I went to a talk by Roger Grosse today, who was presenting his very recent work on a new SGD procedure called K-FAC . Using the correct parameterization during optimization is a crucial issue, and it’s great that there’s more work revolving around this as previous literature has focused mainly on the issue of the learning rate.
The idea of K-FAC boils down to the fact that adaptive methods such as AdaGrad , and those that employ momentum with Nesterov’s accelerated gradient , ultimately do better than the original stochastic gradient descent because they take advantage of second-order (curvature) information. More precisely, they take advantage of the information geometry of the parameter space, as the natural gradient can be directly written as the matrix-vector multiplication of the inverse Fisher information with the original gradient. (I also like interpreting the natural gradient update simply through Fisher scoring.) Thus the question is: at what point can one best approximate the Fisher information while limiting the computational complexity at each iteration?
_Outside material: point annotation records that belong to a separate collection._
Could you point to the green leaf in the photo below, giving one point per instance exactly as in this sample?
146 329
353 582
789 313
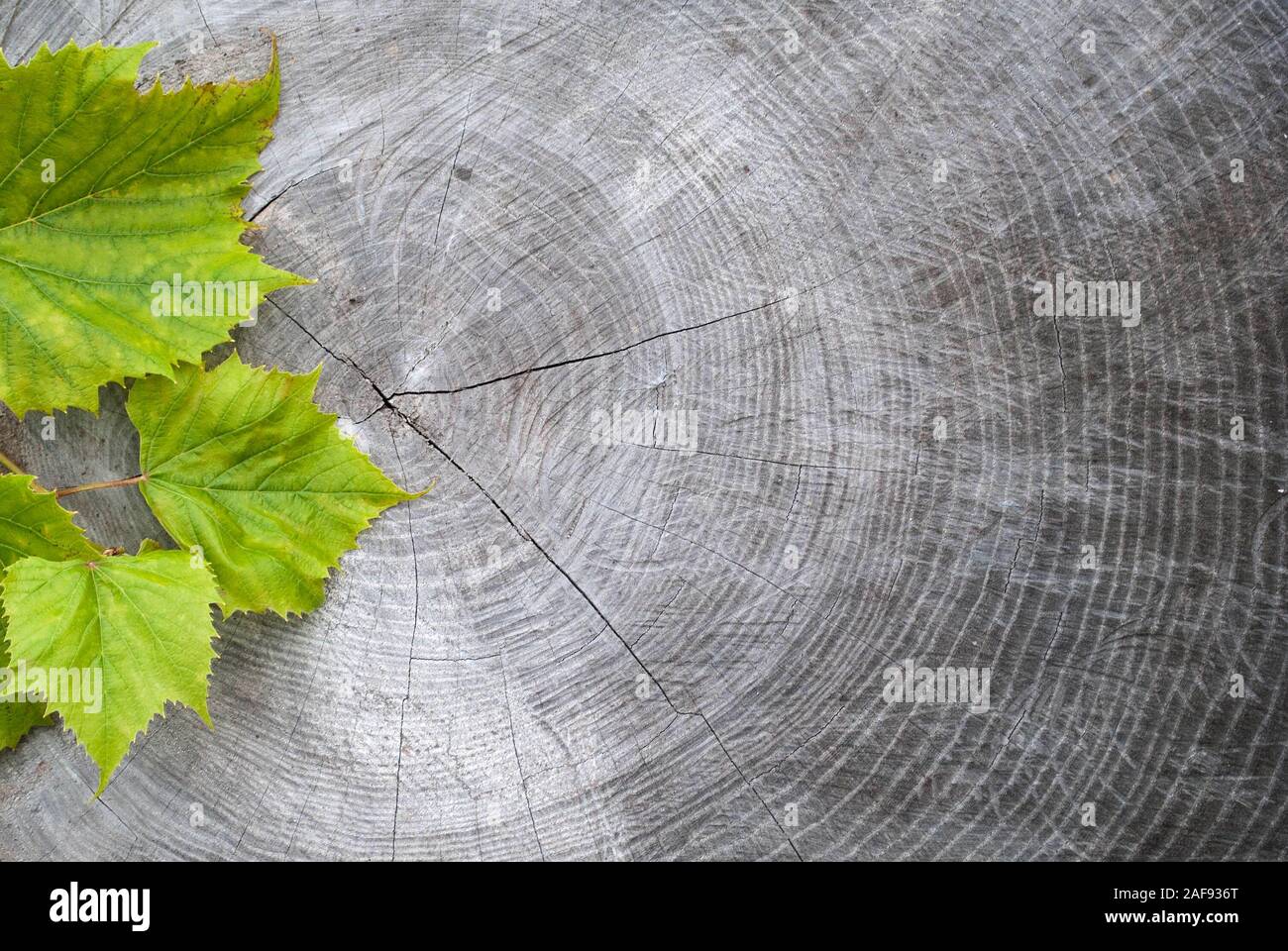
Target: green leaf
106 195
138 626
240 462
34 523
31 523
17 716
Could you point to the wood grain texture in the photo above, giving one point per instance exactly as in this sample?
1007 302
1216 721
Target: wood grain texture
522 214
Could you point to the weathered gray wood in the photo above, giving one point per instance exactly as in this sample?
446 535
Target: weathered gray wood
730 210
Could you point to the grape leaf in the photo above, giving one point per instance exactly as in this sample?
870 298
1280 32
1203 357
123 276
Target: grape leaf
138 626
31 523
106 196
240 462
17 716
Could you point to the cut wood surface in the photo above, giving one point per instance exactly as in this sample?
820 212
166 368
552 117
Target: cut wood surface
798 245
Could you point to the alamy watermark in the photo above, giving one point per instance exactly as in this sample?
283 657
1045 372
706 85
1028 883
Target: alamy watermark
910 684
62 686
179 298
673 429
1068 296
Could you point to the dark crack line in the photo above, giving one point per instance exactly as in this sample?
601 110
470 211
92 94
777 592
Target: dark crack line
386 403
583 360
518 761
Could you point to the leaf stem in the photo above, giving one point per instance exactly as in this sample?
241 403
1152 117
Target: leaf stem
11 466
108 483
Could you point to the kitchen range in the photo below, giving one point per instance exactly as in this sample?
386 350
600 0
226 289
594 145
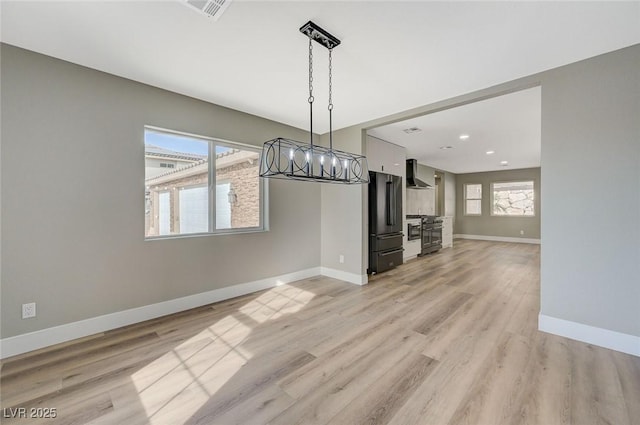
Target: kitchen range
430 232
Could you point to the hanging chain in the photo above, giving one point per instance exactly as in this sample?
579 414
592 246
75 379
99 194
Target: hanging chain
330 107
330 82
310 71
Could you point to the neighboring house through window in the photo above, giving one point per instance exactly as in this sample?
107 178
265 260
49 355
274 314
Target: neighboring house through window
513 199
197 185
473 199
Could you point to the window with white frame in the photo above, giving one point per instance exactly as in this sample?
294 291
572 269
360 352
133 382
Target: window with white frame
213 186
473 199
513 199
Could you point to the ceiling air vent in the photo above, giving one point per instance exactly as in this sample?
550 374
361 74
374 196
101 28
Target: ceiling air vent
211 8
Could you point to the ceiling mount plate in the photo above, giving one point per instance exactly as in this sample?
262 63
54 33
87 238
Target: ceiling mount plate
320 35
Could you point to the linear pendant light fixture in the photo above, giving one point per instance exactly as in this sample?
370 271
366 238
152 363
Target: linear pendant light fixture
289 159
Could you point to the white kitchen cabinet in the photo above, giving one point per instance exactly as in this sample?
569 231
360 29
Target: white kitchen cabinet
385 157
447 231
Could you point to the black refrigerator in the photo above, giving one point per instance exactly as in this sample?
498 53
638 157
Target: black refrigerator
385 222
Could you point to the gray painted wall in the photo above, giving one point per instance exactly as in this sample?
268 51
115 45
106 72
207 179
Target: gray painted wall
590 177
591 192
343 228
488 225
73 198
450 194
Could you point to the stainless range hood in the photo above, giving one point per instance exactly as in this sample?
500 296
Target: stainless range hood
413 182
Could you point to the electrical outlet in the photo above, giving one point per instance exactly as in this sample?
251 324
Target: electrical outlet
28 310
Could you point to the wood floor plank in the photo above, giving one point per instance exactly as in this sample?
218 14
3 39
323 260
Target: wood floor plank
449 338
379 404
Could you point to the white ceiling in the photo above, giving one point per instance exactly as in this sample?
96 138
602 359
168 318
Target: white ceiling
394 55
508 125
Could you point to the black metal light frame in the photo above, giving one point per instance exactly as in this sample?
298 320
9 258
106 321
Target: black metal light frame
293 160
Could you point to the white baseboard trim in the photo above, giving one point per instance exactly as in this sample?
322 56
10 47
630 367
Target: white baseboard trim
625 343
46 337
346 276
497 238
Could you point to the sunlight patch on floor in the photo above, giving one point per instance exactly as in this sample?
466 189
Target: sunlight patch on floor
186 377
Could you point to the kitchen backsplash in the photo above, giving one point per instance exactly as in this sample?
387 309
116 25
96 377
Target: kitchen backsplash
421 201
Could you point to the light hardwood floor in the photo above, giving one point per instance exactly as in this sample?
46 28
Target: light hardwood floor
446 339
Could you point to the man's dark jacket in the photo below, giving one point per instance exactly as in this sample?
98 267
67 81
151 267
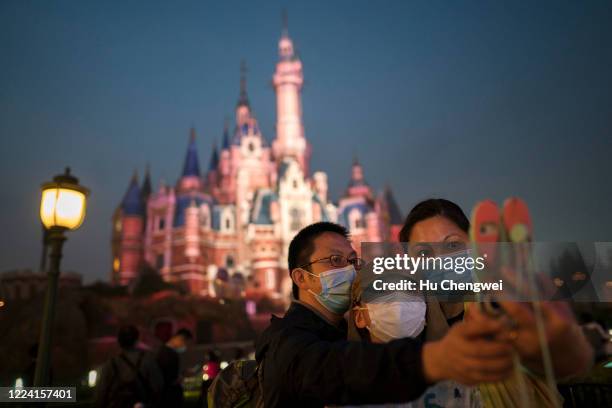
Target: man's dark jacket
309 363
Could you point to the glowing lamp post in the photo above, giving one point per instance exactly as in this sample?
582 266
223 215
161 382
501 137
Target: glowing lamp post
62 207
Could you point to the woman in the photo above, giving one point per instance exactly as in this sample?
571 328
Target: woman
443 223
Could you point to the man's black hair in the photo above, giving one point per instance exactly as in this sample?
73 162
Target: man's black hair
186 333
302 245
127 337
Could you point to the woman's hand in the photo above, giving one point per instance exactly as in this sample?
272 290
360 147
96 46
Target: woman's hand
570 351
471 352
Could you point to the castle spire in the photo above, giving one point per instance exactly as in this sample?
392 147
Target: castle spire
192 166
132 200
146 184
288 80
225 143
285 29
243 99
214 158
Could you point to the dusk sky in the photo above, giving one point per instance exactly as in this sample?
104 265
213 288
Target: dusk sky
462 100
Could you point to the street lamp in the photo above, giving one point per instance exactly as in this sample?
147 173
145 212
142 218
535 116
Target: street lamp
62 208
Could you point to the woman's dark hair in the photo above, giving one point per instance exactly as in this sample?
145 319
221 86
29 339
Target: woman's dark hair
431 208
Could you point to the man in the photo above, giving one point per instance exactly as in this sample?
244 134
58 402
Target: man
168 360
307 360
130 378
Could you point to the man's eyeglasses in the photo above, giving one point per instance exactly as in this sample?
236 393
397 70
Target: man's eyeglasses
339 261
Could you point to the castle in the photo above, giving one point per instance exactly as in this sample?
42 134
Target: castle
234 222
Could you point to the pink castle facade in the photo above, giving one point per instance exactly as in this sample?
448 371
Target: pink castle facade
235 221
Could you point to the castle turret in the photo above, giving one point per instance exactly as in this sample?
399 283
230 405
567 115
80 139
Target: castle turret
357 186
287 81
213 166
192 234
128 257
243 107
190 179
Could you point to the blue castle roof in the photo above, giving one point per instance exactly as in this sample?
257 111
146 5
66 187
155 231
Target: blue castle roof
183 202
214 159
192 166
132 203
362 207
262 213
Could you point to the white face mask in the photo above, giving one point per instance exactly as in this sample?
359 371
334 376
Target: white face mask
397 320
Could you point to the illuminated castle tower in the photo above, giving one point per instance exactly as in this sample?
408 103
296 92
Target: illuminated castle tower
232 224
287 81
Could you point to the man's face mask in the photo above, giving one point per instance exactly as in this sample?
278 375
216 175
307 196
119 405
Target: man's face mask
396 319
336 284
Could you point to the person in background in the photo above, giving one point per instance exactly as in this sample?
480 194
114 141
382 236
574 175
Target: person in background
210 370
131 378
308 362
168 359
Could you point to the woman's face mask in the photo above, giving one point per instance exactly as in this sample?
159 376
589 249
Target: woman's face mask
335 293
396 319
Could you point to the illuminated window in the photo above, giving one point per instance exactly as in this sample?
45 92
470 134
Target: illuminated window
296 219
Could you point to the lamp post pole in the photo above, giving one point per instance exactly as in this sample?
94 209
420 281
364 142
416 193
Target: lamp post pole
62 208
56 240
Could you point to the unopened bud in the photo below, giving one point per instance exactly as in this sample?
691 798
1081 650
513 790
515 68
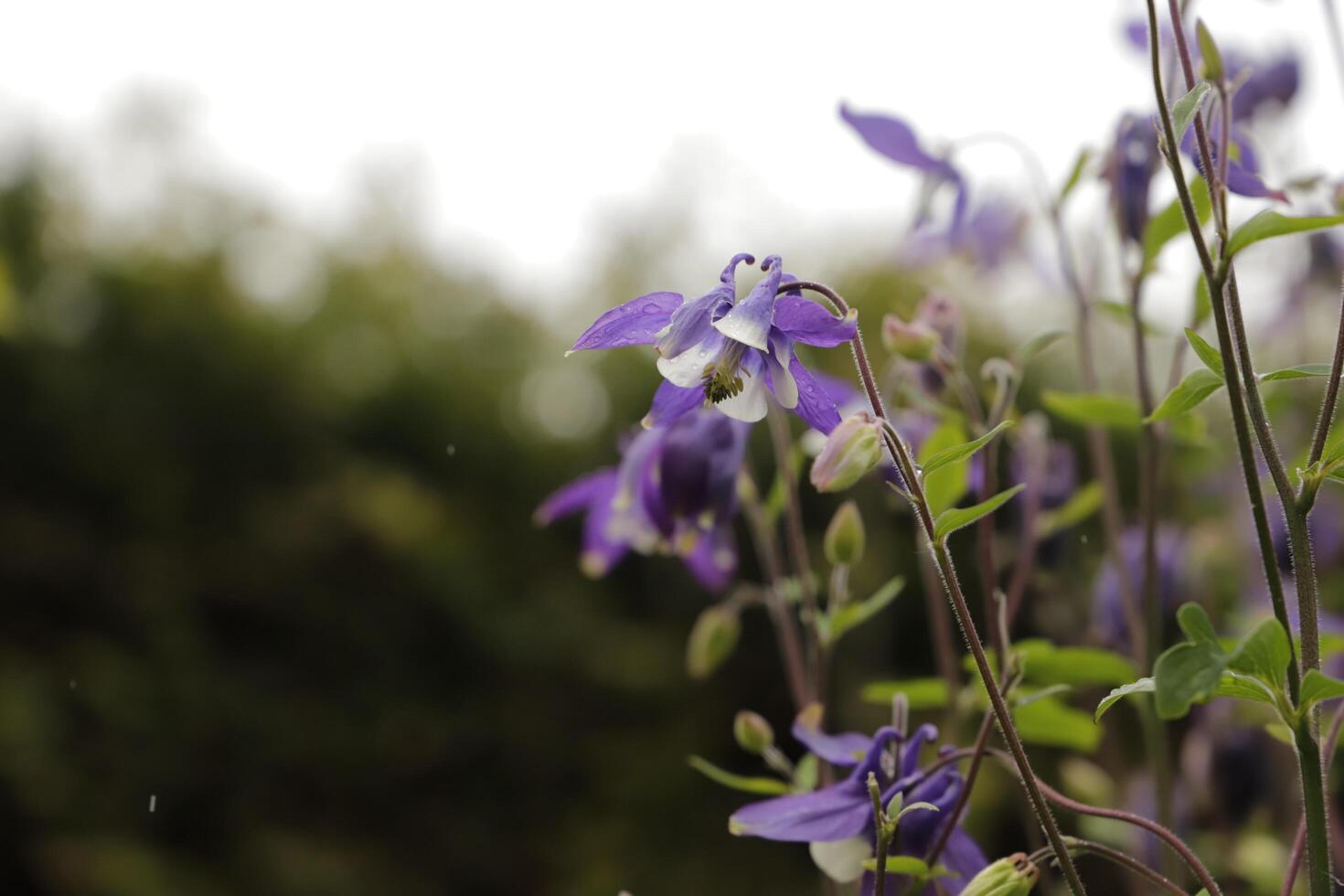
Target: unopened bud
1011 876
752 732
852 449
844 539
914 338
712 638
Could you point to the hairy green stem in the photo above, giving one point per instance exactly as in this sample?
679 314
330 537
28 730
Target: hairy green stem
905 465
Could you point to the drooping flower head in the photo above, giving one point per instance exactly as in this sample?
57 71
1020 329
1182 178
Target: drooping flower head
728 352
674 492
841 815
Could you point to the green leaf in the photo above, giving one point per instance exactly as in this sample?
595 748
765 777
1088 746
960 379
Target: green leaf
1264 653
961 452
855 614
1195 624
1211 357
946 485
1186 673
1300 372
1052 723
1074 175
1316 687
1187 395
1171 222
1080 506
921 693
1269 223
955 518
766 786
1186 108
1143 686
1086 409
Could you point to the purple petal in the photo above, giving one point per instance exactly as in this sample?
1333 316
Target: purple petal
714 559
749 321
672 402
816 407
897 142
575 496
832 813
846 749
811 324
635 323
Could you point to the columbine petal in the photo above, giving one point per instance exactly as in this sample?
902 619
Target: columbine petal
844 749
897 142
635 323
575 496
832 813
805 321
816 406
778 378
671 402
688 367
749 404
714 559
749 321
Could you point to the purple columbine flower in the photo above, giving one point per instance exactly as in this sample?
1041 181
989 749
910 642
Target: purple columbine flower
728 352
1133 160
674 492
895 140
843 812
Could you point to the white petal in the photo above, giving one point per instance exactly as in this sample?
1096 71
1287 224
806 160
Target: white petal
749 404
688 367
841 860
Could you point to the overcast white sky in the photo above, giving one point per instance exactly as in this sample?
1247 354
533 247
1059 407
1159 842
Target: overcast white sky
532 123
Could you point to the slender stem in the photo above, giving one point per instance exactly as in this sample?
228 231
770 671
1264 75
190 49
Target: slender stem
1295 860
1327 417
1115 856
797 541
785 629
901 454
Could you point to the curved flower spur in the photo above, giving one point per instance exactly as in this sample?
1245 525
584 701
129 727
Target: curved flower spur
728 352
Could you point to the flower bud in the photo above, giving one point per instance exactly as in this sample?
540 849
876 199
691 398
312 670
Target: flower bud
712 638
914 338
1011 876
752 732
844 539
852 449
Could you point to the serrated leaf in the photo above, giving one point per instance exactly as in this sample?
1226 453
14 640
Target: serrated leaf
1094 409
1080 506
1143 686
1300 372
855 614
1186 108
1037 344
1264 653
1195 624
766 786
921 693
1171 222
1186 673
1211 357
1316 687
1074 174
961 452
955 518
1270 223
945 486
1187 395
1052 723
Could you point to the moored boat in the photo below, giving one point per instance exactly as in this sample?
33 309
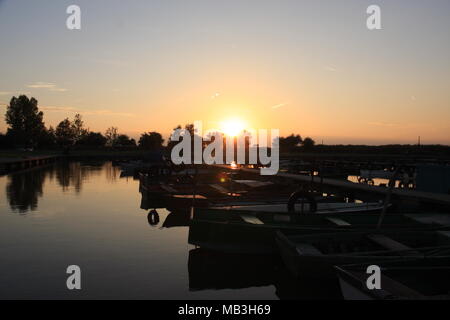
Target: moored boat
254 232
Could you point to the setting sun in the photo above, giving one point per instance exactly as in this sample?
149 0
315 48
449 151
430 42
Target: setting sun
232 127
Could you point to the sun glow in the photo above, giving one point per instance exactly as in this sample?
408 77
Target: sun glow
232 127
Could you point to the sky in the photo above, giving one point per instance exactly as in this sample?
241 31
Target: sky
305 67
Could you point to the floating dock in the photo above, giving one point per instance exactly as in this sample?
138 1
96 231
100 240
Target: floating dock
16 164
336 185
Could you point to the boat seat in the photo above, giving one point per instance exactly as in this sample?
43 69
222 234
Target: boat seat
445 234
391 244
337 221
442 219
281 218
250 219
307 249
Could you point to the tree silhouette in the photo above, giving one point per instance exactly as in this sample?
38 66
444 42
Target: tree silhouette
24 120
65 135
92 139
111 135
291 142
308 144
124 140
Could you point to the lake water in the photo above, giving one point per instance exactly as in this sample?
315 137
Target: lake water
84 214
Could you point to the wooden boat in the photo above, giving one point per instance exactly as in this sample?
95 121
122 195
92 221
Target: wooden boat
254 232
315 255
422 279
213 270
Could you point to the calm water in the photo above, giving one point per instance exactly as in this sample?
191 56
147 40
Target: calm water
85 214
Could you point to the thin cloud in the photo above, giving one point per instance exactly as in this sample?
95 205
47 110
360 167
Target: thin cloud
46 85
331 68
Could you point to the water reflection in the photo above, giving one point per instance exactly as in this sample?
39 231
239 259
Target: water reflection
211 270
23 189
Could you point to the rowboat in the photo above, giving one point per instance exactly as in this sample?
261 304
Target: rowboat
321 207
213 270
422 279
254 232
315 255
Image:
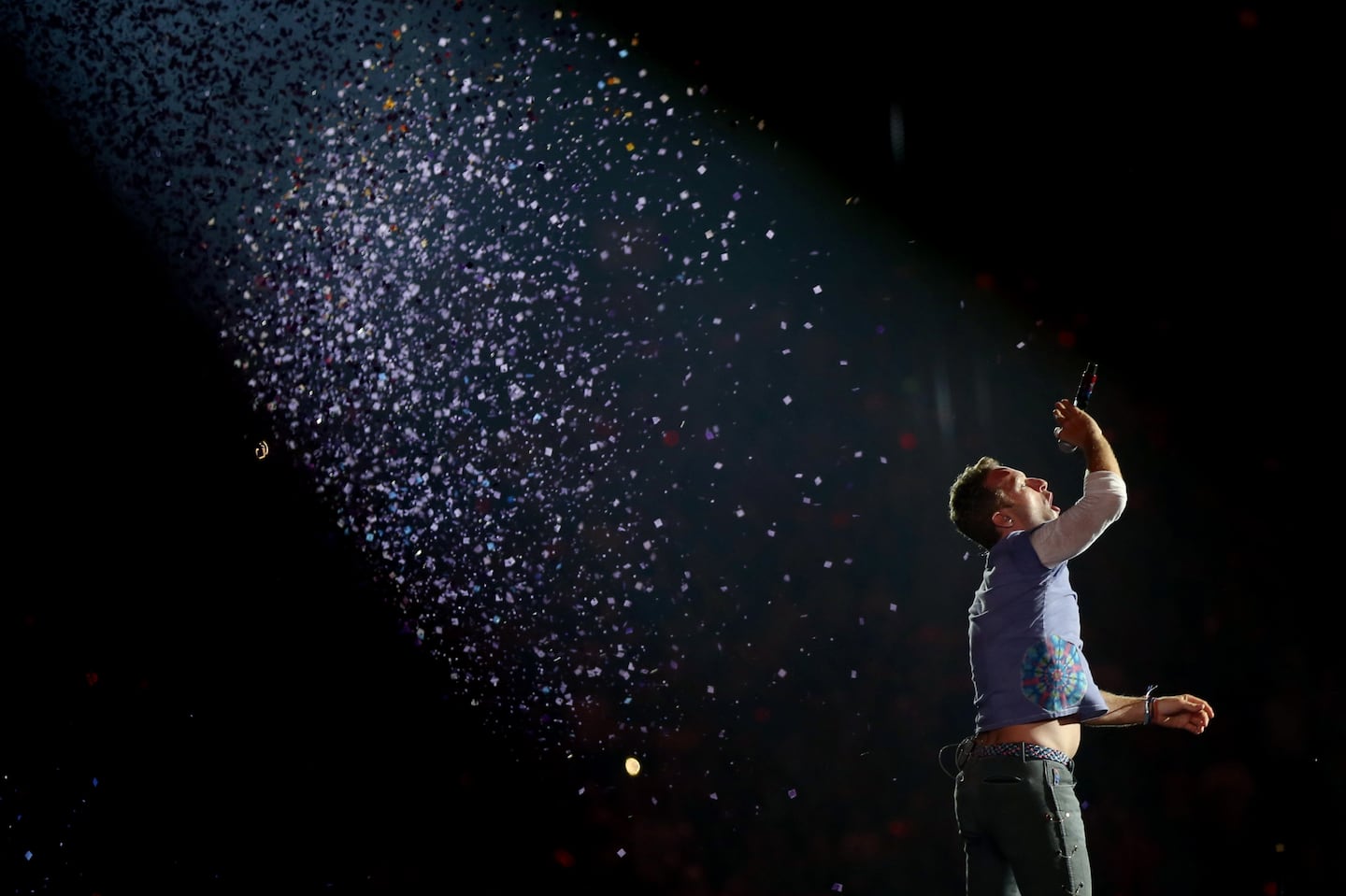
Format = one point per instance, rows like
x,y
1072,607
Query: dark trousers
x,y
1021,826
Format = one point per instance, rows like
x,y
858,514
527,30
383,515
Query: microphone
x,y
1082,394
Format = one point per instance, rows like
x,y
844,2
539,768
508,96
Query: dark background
x,y
1159,184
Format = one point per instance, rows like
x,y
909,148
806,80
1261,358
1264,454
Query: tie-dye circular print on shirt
x,y
1054,675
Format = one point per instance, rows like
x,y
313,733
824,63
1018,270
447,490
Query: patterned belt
x,y
1024,751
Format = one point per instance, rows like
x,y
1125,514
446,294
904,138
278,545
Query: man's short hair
x,y
972,505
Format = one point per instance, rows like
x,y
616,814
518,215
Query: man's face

Their approach is to consider approximating the Fisher information as a block diagonal matrix, which allows one to recover some dependency structure in the curvature between parameters, but not so much that it makes the inversion too slow. Block diagonals allow one to do smaller mini-inversions in parallel and don’t come at “too much of a cost” compared to the original iteration complexity for SGD. There’s no good theory on the method, and it doesn’t easily generalize to arbitrary models, as one has to carefully consider where to make the blocks and where to allow for independence in parameters. Still, I think it’s certainly in the right direction past the current adaptive/momentum-type methods.
This also seems to be the right track for variational inference as we can only go so far with mean-field approximations. However, structured approaches that condition on the model can’t generalize, and it would be interesting to examine copula-based approaches which don’t require such precise dependency knowledge a priori and would collapse some of them in the limit. I’m also curious to when stability might be more closely examined by the optimization/neural net community.
 John Duchi, Elad Hazan, and Yoram Singer. Adaptive subgradient methods for online learning and stochastic optimization. Journal of Machine Learning Research (JMLR), 12:2121–2159, 2011.
 James Martens and Roger Grosse. Optimizing neural networks with kronecker-factored approximate curvature. arXiv:1503.05671, 2015.
 Yurii Nesterov. A method for solving a convex programming problem with convergence rate . Soviet Math. Dokl., 27, 372–376, 1983.